G. The Mother, during her lifetime, should have been paid, at the very least, the minimum amount of compensation. She was forced to come to this Court for “appropriate compensation”, but before the determination of the petition, unfortunately, passed away. The Petitioners, at the very least, would be entitled to the prescribed minimum under the scheme.
H. This Court directs that a sum of Rs.2,00,000/- be paid immediately to the Petitioners, being the difference between the sum of the prescribed minimum of Rs.3,00,000/- Lakhs and the sum of Rs.1,00,000/- received by way of interim compensation.
I. The Court directs the DSLSA to conduct a fact-finding exercise to evaluate the actual physical or monetary dependence that the substituted Petitioners may have had on the Victim, to determine the loss or injury that they may have suffered.
K. Based on the said determination, the DSLSA may take an appropriate decision for the grant of compensation of such further amount as is permissible under the scheme. This exercise may be carried out by the concerned Respondent authorities within the period as prescribed in the Scheme.”
For sake of clarity, the Bench clarifies in para 61 stating that, “It is made clear that the DSLSA will undertake the exercise only for the purpose of determining further compensation, i.e. in addition to the Two Lakhs already directed to be paid to the Petitioners.”
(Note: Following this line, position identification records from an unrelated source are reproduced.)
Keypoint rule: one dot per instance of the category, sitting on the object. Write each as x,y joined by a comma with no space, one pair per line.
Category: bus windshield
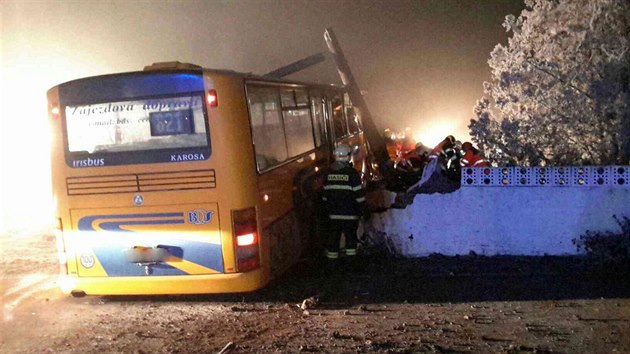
174,122
130,130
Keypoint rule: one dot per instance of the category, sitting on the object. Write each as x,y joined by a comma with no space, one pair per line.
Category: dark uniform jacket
344,196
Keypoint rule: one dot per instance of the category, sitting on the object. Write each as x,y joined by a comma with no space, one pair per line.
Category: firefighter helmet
343,152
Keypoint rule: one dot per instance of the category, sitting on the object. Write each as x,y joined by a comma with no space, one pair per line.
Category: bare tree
560,89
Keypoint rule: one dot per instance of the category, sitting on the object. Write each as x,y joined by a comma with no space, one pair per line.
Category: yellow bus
178,179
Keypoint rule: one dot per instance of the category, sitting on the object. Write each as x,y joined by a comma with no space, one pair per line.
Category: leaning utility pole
371,133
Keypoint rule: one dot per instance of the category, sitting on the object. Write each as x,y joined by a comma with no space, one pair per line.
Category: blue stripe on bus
115,263
112,257
85,223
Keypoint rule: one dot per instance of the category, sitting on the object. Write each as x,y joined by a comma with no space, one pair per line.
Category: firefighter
344,200
472,157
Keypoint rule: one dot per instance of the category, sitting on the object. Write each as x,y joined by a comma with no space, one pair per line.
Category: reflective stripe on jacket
343,195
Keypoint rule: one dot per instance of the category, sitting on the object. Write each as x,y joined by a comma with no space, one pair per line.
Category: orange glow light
246,240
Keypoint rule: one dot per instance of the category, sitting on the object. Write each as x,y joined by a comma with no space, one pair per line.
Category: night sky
422,63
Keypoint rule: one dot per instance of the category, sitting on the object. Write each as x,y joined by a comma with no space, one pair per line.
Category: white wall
508,220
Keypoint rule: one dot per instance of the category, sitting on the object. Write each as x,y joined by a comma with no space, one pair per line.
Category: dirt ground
435,304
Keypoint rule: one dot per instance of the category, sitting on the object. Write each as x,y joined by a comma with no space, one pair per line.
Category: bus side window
351,115
353,120
339,121
267,128
317,106
298,125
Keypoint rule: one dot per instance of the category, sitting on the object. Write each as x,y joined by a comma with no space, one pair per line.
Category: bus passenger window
267,128
339,121
299,130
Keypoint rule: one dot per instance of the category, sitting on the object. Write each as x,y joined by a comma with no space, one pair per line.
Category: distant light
212,99
246,240
433,131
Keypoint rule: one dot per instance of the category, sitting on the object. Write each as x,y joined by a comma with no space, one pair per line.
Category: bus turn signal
211,98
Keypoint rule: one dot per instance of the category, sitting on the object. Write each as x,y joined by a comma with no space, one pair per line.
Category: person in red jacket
441,148
472,157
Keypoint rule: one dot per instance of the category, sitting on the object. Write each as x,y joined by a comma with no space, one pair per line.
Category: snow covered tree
560,89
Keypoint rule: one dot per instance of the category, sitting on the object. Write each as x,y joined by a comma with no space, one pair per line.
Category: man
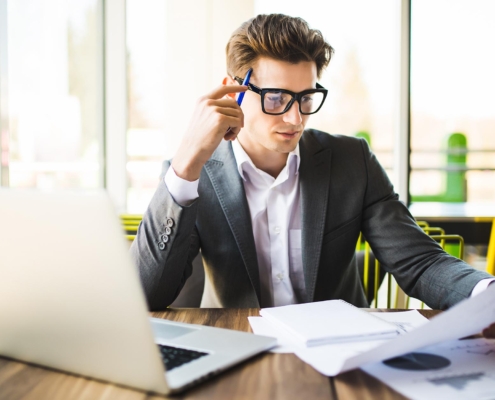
276,210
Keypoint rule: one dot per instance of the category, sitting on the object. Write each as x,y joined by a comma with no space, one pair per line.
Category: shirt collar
242,159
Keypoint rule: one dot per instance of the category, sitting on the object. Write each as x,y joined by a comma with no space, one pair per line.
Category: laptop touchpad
169,331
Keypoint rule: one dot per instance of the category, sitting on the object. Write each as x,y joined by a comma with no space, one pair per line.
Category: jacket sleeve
164,256
420,266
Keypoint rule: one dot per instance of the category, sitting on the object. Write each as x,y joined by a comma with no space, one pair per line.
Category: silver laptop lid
58,254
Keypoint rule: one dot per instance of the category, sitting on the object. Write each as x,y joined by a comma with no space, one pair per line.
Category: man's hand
489,332
217,116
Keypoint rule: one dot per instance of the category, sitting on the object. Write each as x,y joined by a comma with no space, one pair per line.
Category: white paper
331,321
330,359
261,326
404,320
468,317
471,374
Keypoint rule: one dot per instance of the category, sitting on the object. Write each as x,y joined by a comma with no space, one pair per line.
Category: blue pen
244,83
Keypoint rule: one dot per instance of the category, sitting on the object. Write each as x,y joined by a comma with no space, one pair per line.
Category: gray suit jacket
344,190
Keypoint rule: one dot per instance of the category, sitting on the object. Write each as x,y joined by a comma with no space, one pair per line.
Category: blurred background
97,93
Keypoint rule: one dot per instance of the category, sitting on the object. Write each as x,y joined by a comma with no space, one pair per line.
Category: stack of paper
332,321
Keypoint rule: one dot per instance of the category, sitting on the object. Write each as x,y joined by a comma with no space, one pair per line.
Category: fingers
489,332
223,90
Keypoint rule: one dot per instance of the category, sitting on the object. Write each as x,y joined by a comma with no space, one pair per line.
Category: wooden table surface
267,376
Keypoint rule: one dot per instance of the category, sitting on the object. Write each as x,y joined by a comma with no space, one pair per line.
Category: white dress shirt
274,205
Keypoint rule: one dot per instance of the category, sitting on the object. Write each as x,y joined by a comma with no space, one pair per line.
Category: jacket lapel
314,184
228,186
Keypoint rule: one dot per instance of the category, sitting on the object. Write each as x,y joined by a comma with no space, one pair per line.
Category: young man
275,209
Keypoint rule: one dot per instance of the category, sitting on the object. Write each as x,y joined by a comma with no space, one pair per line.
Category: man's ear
229,81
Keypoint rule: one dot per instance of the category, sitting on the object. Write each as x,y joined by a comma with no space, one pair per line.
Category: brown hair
279,37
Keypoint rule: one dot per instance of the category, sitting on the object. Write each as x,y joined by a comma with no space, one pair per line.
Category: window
452,92
52,114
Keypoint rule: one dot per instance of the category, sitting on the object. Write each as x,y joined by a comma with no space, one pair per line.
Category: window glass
452,100
54,94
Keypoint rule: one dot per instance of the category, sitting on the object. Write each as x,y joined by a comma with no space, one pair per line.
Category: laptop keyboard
174,357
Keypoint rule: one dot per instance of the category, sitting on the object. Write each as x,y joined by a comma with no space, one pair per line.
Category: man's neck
267,161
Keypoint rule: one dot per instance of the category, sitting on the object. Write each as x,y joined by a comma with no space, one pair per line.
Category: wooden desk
267,376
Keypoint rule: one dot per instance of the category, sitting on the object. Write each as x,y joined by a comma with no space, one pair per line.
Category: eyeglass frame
295,96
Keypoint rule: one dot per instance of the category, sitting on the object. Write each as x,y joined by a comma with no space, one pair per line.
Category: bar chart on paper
470,373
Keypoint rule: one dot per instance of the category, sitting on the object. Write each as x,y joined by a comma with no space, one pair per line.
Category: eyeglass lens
275,102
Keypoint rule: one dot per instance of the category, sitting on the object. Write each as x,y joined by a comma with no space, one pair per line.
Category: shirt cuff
481,285
183,192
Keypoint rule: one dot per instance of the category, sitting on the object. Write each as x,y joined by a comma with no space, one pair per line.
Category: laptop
71,299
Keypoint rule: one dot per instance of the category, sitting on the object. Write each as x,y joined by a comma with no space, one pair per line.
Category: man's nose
293,116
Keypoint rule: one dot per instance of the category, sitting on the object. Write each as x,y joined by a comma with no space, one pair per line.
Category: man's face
262,133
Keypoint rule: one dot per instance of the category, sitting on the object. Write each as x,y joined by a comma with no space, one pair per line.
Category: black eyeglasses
279,101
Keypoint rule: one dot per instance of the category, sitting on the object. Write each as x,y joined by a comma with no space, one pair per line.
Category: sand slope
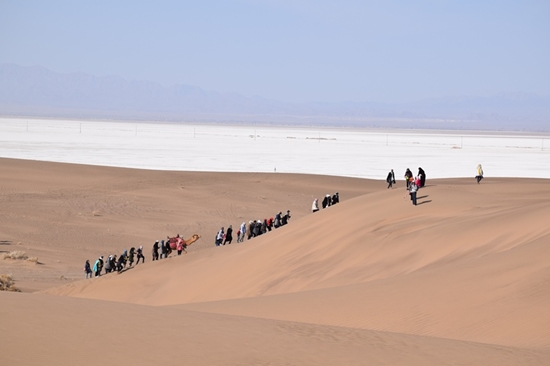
464,265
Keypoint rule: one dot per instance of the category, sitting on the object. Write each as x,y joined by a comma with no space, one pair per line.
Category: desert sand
460,279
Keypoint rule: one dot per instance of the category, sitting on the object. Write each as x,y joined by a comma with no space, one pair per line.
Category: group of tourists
112,263
413,184
253,229
328,200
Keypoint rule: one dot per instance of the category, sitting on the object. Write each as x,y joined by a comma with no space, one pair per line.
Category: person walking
413,189
479,175
109,264
422,176
219,237
390,179
315,205
408,176
121,263
228,235
140,255
335,198
98,266
163,250
242,233
131,256
155,251
87,269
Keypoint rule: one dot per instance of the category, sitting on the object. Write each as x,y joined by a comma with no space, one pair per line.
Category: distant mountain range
38,92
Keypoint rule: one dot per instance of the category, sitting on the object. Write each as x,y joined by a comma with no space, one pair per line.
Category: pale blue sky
296,51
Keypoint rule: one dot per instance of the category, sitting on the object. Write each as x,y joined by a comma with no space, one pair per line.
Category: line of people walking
252,229
328,201
112,263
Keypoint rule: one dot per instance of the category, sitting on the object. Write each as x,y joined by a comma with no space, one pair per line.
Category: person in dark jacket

Finally, the Bench then concludes by holding and directing in para 62 that, “With the aforesaid directions, while the present petition, along with pending application(s), if any, is disposed of, this Court directs that the matter be listed after twelve weeks to inform the Court of the progress in respect of the directions given hereinabove.”
In conclusion, we thus see that Delhi High Court has most commendably stood up for the legal and basic rights of the prisoners in custody and has made it indubitably clear that State cannot shirk from its duty to protect prisoners in custody. It is undoubtedly the bounden duty of the State to abide both in letter and spirit to what the Delhi High Court has held and directed so very commendably, courageously and convincingly in this leading case at the earliest! There can be just no denying or disputing it!